Posted on Categories Environmental Law, International Law & Diplomacy, Judges & Judicial Process, Public, Water Law

As we said our goodbyes to Yad Vashem, we headed towards the beautiful Israeli Supreme A picture of the Israeli Supreme CourtCourt to hear from former Chief Justice Asher Dan Grunis. Justice Grunis spoke to the students about the differences between the U.S. Supreme Court and the Israeli Supreme Court.  The comparison in the annual caseload (about 70 cases in the U.S. versus 15,000 cases in Israel!) really stood out for the students.  The court have 15 justices that generally sit in panels of three to hear the cases.

After driving up north, we ended the day with a speech from Adam Waddell from Eco-Peace. Eco peace is an NGO that works to facilitate peace talks and promote sustainable development between the Jordanian, Palestinian, and Israeli governments. Aurusa Kabani shared her thoughts about this NGO.

Eco-Peace Middle East, has initiated the Good Water Neighbors Project to help communities between the Jordan River and the Sea of Galilee use water to build regional environmental stability and cross-border peace between Israel, Palestine, and Jordan. Jordan is facing a water crisis as 80% of the country is desert and the Jordan River annual water flow is declining rapidly. Palestine is landlocked inside of Israel with no access to a natural water source. And while there is multiple water sources available to Israel, it is economically constrained from selling filtered water. Fortunately, regional municipalities are taking the first steps to develop sustainability and clean water in the Jordan Valley

, thereby providing Jordanians and Palestinians access to filtered water in exchange for navigating the mouth of the Jordan River to the Sea of Galilee. Co-existing and peace-building do not always need to be politically motivated; here, environmentalists are promoting cooperative efforts to protect the shared environmental heritage in the region while creating necessary condition for lasting peace.
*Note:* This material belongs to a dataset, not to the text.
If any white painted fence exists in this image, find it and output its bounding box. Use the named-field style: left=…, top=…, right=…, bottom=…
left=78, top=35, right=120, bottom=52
Mr. Waddell spoke to the students about how water from the Jordan River has the power of bringing the communities and countries together. Aurusa also observed how many people see this conflict “as a clash of religions and cultures. And we only see resolutions motivated by politics.” But water, something so simple and necessary to survive, could help solve this conflict. We then spent the night at Mitzpe Hashalom Kibbutz. This kibbutz is located near the Southern Golan Heights and has a beautiful view of the Sea of Galilee.